This study has been completed.
ClinicalTrials.gov Identifier:
First Posted: September 20, 2005
Last Update Posted: July 25, 2007
The safety and scientific validity of this study is the responsibility of the study sponsor and investigators. Listing a study does not mean it has been evaluated by the U.S. Federal Government. Read our disclaimer for details.
Information provided by:
Hadassah Medical Organization

This study studies labor epidural analgesia and compares dilute (0.0625%) with concentrated (0.25%) bupivacaine.

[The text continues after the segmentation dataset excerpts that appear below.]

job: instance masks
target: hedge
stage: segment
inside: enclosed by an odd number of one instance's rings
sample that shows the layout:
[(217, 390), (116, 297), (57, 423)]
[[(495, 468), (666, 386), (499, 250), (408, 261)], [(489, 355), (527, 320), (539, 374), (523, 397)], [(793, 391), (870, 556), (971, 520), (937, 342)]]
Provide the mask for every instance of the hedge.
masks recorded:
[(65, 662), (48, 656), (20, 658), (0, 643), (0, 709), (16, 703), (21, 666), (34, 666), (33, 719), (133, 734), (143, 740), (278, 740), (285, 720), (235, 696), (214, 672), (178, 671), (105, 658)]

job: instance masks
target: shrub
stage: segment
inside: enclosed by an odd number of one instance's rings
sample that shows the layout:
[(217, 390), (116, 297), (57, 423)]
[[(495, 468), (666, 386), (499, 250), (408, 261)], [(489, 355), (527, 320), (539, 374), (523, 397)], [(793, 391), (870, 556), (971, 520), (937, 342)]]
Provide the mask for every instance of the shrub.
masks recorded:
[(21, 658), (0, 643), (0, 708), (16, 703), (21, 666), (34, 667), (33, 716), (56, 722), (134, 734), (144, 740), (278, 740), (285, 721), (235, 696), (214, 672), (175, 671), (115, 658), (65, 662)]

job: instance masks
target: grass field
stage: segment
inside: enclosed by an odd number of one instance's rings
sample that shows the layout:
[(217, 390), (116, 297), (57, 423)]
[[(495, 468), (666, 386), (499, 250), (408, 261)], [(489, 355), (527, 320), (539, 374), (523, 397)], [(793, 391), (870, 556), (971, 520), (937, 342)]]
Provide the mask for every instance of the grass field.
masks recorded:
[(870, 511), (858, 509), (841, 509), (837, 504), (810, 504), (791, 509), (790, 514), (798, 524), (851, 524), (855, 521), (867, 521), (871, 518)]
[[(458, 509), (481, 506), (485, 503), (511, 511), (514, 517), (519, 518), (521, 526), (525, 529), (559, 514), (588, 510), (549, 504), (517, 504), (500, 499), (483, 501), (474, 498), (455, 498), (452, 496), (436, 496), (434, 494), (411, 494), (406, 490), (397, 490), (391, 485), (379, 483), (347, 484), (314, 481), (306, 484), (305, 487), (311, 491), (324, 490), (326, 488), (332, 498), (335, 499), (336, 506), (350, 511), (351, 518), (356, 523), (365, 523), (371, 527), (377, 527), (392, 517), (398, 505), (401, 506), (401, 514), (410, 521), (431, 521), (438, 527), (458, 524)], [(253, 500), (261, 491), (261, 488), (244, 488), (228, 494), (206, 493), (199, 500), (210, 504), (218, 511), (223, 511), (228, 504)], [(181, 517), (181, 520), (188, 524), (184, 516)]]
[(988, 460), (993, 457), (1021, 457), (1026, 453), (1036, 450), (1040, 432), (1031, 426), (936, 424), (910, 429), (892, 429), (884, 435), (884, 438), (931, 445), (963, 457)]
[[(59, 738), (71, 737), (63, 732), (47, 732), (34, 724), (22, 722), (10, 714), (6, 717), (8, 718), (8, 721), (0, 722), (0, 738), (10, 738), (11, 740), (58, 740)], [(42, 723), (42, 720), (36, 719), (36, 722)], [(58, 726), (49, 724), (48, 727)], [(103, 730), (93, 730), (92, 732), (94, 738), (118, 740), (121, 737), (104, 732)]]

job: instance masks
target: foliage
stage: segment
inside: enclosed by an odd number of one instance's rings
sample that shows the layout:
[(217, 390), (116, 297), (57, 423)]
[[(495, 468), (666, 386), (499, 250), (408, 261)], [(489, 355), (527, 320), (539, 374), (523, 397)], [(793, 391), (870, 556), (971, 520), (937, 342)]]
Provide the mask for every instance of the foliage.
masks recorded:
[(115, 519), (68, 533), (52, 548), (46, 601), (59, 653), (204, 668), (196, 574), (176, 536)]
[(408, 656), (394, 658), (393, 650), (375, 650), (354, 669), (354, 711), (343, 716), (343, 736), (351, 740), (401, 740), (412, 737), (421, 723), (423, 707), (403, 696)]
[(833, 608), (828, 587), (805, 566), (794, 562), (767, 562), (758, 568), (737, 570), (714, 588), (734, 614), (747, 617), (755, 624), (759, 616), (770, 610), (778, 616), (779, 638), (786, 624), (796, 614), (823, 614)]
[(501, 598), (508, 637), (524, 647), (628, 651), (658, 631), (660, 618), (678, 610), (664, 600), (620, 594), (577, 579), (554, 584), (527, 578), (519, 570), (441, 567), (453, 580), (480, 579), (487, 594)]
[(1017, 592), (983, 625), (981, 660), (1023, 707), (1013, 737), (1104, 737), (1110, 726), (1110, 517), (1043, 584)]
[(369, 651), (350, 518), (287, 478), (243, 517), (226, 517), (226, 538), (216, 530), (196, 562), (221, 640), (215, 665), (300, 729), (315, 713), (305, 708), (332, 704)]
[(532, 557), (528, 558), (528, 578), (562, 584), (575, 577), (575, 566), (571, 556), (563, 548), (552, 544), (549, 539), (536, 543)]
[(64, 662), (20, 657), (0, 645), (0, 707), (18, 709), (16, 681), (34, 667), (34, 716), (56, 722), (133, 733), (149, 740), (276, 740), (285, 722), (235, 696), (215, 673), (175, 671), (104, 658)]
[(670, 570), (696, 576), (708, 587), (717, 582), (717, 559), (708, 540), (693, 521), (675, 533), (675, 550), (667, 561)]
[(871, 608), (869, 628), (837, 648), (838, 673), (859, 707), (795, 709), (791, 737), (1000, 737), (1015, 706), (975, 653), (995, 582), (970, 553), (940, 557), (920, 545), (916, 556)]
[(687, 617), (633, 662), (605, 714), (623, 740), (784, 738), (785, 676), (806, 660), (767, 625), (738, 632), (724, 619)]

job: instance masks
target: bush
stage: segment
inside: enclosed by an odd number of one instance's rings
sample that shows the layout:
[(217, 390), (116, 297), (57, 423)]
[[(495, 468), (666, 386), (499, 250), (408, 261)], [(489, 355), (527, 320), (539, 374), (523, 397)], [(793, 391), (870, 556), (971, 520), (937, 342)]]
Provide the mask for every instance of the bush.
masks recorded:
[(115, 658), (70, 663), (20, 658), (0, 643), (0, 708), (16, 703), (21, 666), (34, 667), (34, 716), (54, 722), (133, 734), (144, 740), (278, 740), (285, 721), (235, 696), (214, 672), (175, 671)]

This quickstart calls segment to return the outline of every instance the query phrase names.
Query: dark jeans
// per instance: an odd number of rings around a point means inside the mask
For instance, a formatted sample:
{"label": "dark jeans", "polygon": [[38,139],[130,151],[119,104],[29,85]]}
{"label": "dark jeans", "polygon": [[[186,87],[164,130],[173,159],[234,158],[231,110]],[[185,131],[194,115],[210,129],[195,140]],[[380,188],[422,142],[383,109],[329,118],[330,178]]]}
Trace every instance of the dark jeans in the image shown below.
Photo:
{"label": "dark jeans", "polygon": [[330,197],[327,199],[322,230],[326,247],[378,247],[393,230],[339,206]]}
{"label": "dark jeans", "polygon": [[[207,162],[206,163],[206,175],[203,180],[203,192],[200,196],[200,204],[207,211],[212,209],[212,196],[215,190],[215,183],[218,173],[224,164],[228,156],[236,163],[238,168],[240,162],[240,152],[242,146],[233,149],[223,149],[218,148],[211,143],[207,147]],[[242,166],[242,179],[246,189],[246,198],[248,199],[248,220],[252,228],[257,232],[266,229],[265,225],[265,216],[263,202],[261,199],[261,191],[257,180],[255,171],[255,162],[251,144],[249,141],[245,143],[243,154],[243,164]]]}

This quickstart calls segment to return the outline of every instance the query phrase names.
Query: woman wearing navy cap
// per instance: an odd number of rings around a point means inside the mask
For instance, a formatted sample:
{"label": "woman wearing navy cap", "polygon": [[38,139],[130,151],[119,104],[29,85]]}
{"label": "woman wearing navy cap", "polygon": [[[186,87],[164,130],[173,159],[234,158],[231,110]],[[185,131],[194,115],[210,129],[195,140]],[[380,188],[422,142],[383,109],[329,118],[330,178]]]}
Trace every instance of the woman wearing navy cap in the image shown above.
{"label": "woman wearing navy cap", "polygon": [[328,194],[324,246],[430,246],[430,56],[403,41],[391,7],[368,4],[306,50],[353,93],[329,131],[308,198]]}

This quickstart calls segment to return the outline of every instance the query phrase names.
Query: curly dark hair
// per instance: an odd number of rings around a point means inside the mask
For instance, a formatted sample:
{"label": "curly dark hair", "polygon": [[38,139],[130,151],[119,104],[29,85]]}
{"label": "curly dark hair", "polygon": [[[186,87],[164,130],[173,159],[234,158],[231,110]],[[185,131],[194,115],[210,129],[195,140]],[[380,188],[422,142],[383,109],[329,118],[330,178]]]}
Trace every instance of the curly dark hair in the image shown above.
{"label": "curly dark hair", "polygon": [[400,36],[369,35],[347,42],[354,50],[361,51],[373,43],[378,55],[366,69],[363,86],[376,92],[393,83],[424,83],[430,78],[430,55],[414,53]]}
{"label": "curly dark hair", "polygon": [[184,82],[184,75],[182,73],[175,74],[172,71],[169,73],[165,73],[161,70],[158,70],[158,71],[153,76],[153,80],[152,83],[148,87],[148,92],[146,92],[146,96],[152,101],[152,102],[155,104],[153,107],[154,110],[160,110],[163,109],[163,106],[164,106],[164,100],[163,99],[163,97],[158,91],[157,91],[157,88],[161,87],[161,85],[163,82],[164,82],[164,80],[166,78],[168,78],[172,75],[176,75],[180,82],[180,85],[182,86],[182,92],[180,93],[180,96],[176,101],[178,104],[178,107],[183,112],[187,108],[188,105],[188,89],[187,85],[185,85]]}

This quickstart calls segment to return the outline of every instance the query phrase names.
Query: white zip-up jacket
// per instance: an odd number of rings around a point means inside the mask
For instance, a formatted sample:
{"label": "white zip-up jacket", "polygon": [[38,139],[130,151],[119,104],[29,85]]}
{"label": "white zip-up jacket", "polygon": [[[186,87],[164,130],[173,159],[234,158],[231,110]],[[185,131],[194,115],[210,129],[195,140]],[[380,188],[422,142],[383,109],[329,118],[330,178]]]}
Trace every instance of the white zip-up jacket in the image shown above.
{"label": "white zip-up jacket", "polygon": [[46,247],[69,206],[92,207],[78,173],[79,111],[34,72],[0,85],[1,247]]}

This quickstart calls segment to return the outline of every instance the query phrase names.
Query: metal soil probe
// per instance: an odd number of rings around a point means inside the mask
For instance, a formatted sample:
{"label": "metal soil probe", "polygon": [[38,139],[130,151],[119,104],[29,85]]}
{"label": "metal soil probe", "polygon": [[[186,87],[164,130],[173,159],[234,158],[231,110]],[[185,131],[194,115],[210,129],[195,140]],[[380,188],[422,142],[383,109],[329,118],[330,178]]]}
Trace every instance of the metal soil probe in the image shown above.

We hypothesize that patients randomize to receive the concentrated drug will require more drug, will have a more profound motor block, will be more likely to require instrumental delivery and will be less satisfied than those receiving dilute epidural drugs.

Condition Intervention Phase
Pain Labor Complications Drug: Epidural bupivacaine (0.25% versus 0.0625%) Phase 3

Study Type: Interventional
Study Design: Allocation: Randomized
Intervention Model: Parallel Assignment
Masking: Double
Official Title: Analgesia Requirement and Maternal Satisfaction Following Epidural PCA in Nulliparous Labor: the Effect of a Four-Fold Change in Local Anesthetic Concentration.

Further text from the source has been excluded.